Fine-Tune Downstream Tasks

Question

Fine-Tune Downstream Tasks

yuanenming opened this issue 3 years ago · 2 comments

I am trying to reproduce the downstream evaluation results. (e.g. 0.68 spearman rho for the fluorescence task).

I use the command below:

tape-train-distributed transformer fluorescence \
	--from_pretrained bert-base \
	--batch_size 64 \
	--learning_rate 0.00001 \
  	--warmup_steps 1000 \
  	--nproc_per_node 8 \
  	--gradient_accumulation_steps 1 \
  	--num_train_epochs 20 \
    --patience 3 \
    --save_freq improvement

then I evaluate the model using:

tape-eval transformer fluorescence results/fluorescence_transformer_21-04-12-06-55-02_240214 --metrics spearmanr

But the spearman rho is much lower (~0.3 for several trials).
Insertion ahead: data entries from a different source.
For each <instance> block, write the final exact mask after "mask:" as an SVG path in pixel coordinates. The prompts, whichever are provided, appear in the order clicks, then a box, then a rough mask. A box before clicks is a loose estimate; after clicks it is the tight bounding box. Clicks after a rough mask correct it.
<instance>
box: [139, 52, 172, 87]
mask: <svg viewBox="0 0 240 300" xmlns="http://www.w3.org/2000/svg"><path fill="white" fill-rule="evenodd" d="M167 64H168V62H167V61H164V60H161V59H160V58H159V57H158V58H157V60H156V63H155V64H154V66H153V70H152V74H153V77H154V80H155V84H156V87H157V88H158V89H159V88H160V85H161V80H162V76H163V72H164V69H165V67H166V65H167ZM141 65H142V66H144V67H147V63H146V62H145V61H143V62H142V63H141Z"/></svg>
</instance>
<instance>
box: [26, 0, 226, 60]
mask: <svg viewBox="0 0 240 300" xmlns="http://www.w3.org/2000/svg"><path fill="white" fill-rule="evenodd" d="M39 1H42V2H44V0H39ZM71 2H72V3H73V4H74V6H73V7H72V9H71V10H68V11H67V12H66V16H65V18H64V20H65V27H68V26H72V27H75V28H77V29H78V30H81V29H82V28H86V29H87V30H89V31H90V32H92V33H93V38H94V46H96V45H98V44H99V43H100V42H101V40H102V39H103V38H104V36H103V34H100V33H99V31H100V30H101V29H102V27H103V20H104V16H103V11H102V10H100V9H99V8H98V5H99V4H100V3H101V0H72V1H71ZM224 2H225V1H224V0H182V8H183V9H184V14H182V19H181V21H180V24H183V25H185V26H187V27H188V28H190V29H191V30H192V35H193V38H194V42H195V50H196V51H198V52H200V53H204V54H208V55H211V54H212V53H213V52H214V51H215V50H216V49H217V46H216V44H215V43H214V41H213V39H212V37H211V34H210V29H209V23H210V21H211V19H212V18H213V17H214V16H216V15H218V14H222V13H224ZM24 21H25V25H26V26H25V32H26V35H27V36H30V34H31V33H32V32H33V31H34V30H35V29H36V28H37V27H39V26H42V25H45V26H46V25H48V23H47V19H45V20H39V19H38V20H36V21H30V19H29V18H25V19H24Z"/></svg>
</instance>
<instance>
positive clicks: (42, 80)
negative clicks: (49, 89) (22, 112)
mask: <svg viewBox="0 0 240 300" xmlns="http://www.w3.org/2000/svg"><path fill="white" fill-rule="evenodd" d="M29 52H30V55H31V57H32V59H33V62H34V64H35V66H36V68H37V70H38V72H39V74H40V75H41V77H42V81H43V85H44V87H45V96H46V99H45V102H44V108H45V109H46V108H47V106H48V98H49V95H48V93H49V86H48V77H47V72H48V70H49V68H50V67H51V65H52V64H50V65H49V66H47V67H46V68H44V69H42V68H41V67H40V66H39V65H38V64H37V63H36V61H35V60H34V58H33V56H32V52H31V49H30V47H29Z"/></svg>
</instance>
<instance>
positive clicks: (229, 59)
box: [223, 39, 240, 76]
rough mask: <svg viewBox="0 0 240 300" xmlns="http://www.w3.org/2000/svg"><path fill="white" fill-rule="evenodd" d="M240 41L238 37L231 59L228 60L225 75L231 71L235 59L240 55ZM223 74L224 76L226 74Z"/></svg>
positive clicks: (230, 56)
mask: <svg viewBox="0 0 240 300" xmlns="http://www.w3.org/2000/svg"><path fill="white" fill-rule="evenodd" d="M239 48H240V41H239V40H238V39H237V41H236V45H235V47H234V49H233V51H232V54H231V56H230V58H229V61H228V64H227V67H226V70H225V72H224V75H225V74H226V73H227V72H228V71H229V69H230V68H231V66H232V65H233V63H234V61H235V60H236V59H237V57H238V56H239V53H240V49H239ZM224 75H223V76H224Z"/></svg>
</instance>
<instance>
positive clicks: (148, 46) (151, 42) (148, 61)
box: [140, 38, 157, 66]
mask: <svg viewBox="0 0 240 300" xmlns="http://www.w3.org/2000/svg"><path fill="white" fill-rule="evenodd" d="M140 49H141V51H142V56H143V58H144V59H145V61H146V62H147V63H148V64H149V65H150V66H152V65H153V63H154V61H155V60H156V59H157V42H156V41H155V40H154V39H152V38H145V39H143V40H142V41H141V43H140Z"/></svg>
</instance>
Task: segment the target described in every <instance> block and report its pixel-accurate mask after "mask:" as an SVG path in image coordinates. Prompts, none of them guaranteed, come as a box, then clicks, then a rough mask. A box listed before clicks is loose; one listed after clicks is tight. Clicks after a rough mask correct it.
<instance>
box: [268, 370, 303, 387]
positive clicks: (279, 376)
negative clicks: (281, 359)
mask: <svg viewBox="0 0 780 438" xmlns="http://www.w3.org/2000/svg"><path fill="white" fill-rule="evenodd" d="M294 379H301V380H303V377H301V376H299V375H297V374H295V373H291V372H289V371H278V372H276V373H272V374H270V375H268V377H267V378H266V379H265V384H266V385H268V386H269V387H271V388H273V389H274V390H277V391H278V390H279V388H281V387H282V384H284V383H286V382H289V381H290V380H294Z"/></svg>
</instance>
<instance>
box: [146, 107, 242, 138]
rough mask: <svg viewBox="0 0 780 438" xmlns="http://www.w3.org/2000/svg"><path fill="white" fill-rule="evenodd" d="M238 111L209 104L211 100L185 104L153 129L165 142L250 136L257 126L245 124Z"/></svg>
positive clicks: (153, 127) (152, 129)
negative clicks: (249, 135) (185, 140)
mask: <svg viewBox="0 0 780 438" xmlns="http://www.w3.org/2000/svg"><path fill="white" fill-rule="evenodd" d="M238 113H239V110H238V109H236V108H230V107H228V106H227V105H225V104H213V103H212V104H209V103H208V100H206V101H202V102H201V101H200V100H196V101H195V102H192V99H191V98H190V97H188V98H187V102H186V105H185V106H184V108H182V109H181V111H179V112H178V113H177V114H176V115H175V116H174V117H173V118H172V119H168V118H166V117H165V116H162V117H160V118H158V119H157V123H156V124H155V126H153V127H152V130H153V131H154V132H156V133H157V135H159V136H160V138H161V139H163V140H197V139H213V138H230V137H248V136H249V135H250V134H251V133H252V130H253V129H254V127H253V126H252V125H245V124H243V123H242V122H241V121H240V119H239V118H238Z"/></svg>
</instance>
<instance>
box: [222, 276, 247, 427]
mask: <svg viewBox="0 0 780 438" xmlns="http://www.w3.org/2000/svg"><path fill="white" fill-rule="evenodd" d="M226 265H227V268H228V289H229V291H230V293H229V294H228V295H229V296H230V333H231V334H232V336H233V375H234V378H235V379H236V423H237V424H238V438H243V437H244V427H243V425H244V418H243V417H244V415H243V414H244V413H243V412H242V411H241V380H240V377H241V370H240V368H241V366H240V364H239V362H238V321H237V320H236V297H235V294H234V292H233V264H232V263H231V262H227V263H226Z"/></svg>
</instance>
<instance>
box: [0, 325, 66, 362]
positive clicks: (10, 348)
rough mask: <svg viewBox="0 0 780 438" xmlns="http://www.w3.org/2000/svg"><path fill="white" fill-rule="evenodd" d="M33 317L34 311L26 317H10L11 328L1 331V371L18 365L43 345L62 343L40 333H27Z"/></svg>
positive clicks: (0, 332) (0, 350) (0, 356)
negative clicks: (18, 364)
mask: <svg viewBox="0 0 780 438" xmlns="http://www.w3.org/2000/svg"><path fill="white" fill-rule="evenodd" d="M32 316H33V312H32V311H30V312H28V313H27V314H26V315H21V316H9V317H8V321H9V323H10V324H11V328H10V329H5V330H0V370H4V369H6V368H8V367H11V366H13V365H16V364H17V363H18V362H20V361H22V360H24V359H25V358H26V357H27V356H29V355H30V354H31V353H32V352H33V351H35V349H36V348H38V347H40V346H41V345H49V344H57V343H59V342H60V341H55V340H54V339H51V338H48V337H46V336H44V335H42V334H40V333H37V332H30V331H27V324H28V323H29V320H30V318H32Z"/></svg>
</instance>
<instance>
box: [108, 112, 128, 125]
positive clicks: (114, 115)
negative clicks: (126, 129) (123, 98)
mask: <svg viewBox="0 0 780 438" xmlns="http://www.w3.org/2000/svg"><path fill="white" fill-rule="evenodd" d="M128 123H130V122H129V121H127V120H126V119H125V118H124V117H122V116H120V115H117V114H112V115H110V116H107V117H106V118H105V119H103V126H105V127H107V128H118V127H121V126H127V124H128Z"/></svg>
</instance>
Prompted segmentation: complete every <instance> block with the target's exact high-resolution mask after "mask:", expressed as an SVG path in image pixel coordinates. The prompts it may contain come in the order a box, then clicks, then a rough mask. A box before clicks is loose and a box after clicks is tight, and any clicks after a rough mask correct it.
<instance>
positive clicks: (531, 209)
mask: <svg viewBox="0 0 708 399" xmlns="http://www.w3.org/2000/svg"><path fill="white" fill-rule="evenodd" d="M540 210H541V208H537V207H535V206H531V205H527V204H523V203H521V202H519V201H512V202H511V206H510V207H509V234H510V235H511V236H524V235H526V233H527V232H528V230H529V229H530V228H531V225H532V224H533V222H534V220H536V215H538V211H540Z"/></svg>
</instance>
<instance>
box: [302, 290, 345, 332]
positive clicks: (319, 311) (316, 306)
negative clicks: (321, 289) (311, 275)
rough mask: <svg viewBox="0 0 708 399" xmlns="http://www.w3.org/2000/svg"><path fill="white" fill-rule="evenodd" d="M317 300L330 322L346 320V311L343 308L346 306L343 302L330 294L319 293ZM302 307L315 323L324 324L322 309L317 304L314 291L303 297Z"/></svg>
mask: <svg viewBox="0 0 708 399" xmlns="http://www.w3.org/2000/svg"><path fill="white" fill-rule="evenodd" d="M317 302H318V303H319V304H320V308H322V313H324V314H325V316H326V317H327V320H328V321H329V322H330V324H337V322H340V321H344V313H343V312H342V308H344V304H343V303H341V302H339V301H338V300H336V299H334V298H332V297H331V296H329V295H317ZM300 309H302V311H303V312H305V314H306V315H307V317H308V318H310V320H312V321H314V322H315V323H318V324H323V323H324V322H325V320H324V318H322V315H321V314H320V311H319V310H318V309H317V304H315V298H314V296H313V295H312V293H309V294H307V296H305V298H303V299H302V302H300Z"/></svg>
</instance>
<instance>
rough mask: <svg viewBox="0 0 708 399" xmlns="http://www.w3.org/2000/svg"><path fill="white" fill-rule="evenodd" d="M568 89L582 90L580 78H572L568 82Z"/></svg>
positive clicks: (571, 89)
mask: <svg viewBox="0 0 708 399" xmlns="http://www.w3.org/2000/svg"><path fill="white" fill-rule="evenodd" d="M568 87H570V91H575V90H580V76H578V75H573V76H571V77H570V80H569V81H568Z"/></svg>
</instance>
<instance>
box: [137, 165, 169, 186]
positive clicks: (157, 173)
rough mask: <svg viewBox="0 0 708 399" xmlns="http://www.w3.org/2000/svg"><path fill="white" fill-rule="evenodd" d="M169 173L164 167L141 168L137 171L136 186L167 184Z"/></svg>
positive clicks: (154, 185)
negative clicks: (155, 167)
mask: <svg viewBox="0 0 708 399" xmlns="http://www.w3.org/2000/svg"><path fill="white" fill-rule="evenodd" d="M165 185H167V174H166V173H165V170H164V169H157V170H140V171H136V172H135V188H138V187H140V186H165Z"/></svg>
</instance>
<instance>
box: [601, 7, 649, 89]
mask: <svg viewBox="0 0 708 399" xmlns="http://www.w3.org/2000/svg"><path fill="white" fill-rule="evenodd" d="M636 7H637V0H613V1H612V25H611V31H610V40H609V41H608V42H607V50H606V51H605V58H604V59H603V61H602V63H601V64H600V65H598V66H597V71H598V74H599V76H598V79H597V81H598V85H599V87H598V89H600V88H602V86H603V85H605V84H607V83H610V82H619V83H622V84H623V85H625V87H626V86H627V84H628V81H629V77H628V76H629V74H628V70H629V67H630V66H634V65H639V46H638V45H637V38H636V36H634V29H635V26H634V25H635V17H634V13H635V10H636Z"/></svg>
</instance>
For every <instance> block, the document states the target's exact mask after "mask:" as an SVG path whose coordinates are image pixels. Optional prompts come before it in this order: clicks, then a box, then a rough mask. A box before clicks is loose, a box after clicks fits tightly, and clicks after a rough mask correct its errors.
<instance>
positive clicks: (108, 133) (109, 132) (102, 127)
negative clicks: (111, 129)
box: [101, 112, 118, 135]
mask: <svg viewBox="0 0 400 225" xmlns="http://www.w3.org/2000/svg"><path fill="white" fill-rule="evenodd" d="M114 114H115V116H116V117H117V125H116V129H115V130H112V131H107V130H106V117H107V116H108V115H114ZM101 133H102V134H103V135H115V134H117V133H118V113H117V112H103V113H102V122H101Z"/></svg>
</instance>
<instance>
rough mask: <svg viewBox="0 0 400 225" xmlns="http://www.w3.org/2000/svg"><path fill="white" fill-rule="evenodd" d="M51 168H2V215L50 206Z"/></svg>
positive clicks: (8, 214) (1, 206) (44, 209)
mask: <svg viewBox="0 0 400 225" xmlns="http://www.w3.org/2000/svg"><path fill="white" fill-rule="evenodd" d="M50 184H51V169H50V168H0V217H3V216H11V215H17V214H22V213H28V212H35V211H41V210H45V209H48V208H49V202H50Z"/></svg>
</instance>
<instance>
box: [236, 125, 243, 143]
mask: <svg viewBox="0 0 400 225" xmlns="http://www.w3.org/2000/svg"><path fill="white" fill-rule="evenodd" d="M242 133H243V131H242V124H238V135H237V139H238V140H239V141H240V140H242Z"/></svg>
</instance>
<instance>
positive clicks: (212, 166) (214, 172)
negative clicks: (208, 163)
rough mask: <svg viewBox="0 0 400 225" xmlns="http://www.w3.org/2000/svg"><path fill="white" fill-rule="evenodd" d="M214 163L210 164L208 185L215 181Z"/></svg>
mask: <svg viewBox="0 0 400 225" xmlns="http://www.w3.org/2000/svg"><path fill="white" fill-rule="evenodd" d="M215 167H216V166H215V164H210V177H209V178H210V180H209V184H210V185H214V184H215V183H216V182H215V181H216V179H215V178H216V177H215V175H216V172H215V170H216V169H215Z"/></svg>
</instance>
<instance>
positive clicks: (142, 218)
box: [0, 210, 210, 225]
(BTW, I use learning rate 1e-5 here, because the result of using 1e-4 is even worse.)

So am I got something wrong in the command above?

do you have any suggestions about the hpaparms?

THANKS A LOT !!!!

Answer 1 · 2021-04-14T07:48:23.000Z

Hi, @rmrao ,

I suspect that the pre-training task is MLM pseudo task, which did not learn protein-level signal explicitly but only AA-level signal. So it is a little bit hard for the BERT model to 'fine-tune' for a downstream task. So the fine-tuning process might be unstable, sensitive to hyper-parameters.

But in NLP, this problem can be alleviated, because the words' information is very rich.

Answer 2 · 2021-04-14T15:57:06.000Z

First, yes MLM does not use a protein level signal. Second, the hyperparameters for fluorescence are quite tricky. See here for a hyperparameter sweep on this task.

Changes I suggest - use a total batch size of 32 (large batches are worse for fluorescence). So probably don't need more than 1 GPU. Also a warmup_constant learning rate schedule and 10000 warmup steps seem best. Learning rate 1e-5 is best.